Fieldset
The World’s Watching

My favorites are doing well, but I don’t know who to root for next week when Ghana plays Germany. I suppose either way I’ll have picked a winner.

My favorites are doing well, but I don’t know who to root for next week when Ghana plays Germany. I suppose either way I’ll have picked a winner. Uzbekistan isn’t even playing, but the World Cup is the topic of conversation at the beginning of the day, at lunch and as we all rush home to catch the early game. I like the World Cup; somehow it feels more global than the Olympics. And the world is watching.

The world is watching Uzbekistan now too. With our neighbor, Kyrgyzstan trying to preserve its democracy, they report that people are killed indiscriminately in the southern part of the country. Hundreds have been killed, and refugees have been pouring into Uzbekistan. I suppose it’s confusing for anyone not living here, but all of these Central Asian former Soviet countries have many ethnic groups living within their predefined borders. People normally get along. But when economies are troubled, governments undergo change, or people are angry about their immediate circumstance, often immigrants are looked at as scapegoats.
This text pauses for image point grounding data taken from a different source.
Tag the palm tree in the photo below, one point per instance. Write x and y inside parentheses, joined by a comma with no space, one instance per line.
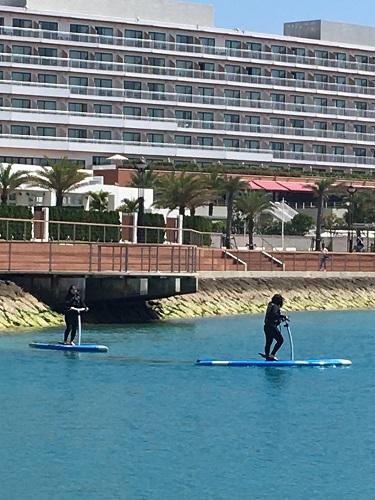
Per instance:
(322,190)
(99,201)
(10,181)
(129,206)
(231,186)
(250,205)
(61,177)
(181,191)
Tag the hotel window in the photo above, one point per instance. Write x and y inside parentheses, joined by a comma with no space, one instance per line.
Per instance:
(137,34)
(103,83)
(207,42)
(184,39)
(321,78)
(340,56)
(103,109)
(155,113)
(22,23)
(156,138)
(185,140)
(321,54)
(339,103)
(46,131)
(130,85)
(359,151)
(21,103)
(232,68)
(205,141)
(133,60)
(78,81)
(77,133)
(204,66)
(338,150)
(47,78)
(156,61)
(233,44)
(277,146)
(132,111)
(47,105)
(18,76)
(231,143)
(320,149)
(20,130)
(103,56)
(132,137)
(104,31)
(360,105)
(254,71)
(278,73)
(47,52)
(278,49)
(296,147)
(77,107)
(252,145)
(102,135)
(359,128)
(21,50)
(78,54)
(48,26)
(80,28)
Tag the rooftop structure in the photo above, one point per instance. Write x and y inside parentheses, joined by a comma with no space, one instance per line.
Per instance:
(87,81)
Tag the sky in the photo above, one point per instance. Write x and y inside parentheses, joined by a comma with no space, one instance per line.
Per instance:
(268,16)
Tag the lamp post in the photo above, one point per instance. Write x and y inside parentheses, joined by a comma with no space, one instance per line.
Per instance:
(351,190)
(141,167)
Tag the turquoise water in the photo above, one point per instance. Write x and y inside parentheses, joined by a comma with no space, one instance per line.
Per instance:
(143,423)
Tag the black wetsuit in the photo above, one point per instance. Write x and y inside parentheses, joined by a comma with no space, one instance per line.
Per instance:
(71,317)
(271,328)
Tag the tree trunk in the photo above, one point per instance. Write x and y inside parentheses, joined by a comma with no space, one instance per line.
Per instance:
(230,201)
(318,238)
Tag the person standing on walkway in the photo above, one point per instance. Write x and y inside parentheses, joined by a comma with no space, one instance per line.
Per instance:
(272,322)
(323,258)
(72,299)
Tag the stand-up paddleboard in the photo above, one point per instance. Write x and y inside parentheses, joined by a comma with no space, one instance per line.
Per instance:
(321,363)
(276,364)
(60,346)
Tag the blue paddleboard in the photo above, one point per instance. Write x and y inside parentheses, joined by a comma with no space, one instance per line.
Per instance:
(69,348)
(276,364)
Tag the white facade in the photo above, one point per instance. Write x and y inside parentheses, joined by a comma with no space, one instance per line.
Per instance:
(89,85)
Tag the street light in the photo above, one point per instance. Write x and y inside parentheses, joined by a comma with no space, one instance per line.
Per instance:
(141,168)
(351,190)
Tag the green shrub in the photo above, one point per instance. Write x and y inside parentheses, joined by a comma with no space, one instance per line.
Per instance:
(154,235)
(200,224)
(15,230)
(81,232)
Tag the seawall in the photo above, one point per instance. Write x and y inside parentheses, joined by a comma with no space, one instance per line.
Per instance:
(250,295)
(19,309)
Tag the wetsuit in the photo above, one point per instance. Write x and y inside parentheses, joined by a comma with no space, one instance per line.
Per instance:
(271,328)
(71,317)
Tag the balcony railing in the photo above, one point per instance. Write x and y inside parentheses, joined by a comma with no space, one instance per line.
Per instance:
(193,49)
(187,74)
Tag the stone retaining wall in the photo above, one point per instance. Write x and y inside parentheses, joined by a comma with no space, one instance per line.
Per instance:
(229,296)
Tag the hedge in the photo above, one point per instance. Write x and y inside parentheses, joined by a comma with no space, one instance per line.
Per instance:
(78,232)
(200,224)
(15,230)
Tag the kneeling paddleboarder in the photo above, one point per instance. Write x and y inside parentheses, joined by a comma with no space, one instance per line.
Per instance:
(272,332)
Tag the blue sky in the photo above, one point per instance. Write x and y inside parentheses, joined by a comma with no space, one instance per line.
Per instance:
(268,16)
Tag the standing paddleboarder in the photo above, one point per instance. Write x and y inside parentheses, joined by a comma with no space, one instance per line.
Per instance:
(272,332)
(72,299)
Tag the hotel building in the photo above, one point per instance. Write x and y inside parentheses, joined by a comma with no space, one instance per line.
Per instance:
(89,79)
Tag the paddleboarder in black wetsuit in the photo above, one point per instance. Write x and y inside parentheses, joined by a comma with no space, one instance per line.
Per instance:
(72,299)
(272,332)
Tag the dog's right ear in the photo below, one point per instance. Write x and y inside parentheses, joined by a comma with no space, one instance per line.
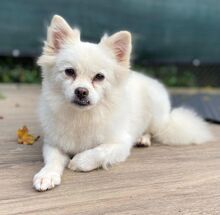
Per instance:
(59,33)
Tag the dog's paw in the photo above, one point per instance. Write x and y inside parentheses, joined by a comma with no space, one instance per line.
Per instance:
(85,161)
(144,141)
(46,180)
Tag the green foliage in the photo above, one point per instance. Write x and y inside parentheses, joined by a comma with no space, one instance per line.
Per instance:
(171,75)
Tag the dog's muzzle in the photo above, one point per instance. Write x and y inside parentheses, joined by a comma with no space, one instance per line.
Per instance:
(81,96)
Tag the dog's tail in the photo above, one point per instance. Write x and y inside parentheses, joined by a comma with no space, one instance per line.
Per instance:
(184,127)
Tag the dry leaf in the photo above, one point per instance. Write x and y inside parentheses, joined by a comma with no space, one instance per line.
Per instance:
(24,137)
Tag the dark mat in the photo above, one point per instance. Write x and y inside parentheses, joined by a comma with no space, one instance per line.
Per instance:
(207,105)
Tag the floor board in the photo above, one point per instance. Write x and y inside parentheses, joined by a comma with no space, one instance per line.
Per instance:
(156,180)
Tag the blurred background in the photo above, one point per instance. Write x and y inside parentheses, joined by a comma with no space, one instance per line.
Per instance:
(177,42)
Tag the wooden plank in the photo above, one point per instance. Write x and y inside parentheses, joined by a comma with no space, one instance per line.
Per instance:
(156,180)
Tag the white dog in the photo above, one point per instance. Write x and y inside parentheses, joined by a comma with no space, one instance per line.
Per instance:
(95,108)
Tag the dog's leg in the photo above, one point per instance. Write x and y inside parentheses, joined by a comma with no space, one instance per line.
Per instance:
(102,156)
(144,140)
(50,175)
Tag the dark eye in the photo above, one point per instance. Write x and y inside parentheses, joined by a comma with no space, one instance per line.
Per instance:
(99,77)
(70,72)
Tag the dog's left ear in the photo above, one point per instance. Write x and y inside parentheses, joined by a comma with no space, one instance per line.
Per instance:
(120,45)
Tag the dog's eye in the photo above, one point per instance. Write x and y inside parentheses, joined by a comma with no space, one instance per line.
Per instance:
(99,77)
(70,72)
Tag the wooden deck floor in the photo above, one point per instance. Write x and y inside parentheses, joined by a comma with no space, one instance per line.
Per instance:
(156,180)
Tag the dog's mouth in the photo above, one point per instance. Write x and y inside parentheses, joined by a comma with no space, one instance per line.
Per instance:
(81,102)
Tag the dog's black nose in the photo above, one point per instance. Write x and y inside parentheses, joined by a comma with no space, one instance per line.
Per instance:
(81,92)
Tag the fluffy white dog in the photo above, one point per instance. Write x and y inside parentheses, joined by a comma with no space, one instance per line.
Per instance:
(95,108)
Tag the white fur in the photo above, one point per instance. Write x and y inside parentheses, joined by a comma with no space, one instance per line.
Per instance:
(123,107)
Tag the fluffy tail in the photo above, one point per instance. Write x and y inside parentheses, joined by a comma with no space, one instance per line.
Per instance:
(184,127)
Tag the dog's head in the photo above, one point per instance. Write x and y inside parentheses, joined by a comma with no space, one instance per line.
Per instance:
(82,73)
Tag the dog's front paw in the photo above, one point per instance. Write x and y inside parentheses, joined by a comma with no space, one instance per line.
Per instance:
(85,161)
(46,180)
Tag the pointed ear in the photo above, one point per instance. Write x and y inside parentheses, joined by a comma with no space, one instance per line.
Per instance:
(120,45)
(60,32)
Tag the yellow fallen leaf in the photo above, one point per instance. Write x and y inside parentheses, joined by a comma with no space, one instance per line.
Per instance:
(24,137)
It happens the world over. But things are never black and white. There are no winners and losers, or perhaps only those losing life and homes.

MSF has missions in both countries, but both of these missions focus on treating patients with TB. Now we’ll both have to consider the humanitarian crisis happening between us. Meanwhile our own chronic crisis of TB continues, and I need to finish implementing a new data collection system in our expanded sites. Today I’ll finish training doctors in using new forms, then hop a plane headed for the Fergana Valley to assess the situation. I had hoped to watch football games this evening – watching winners and losers is easier to understand.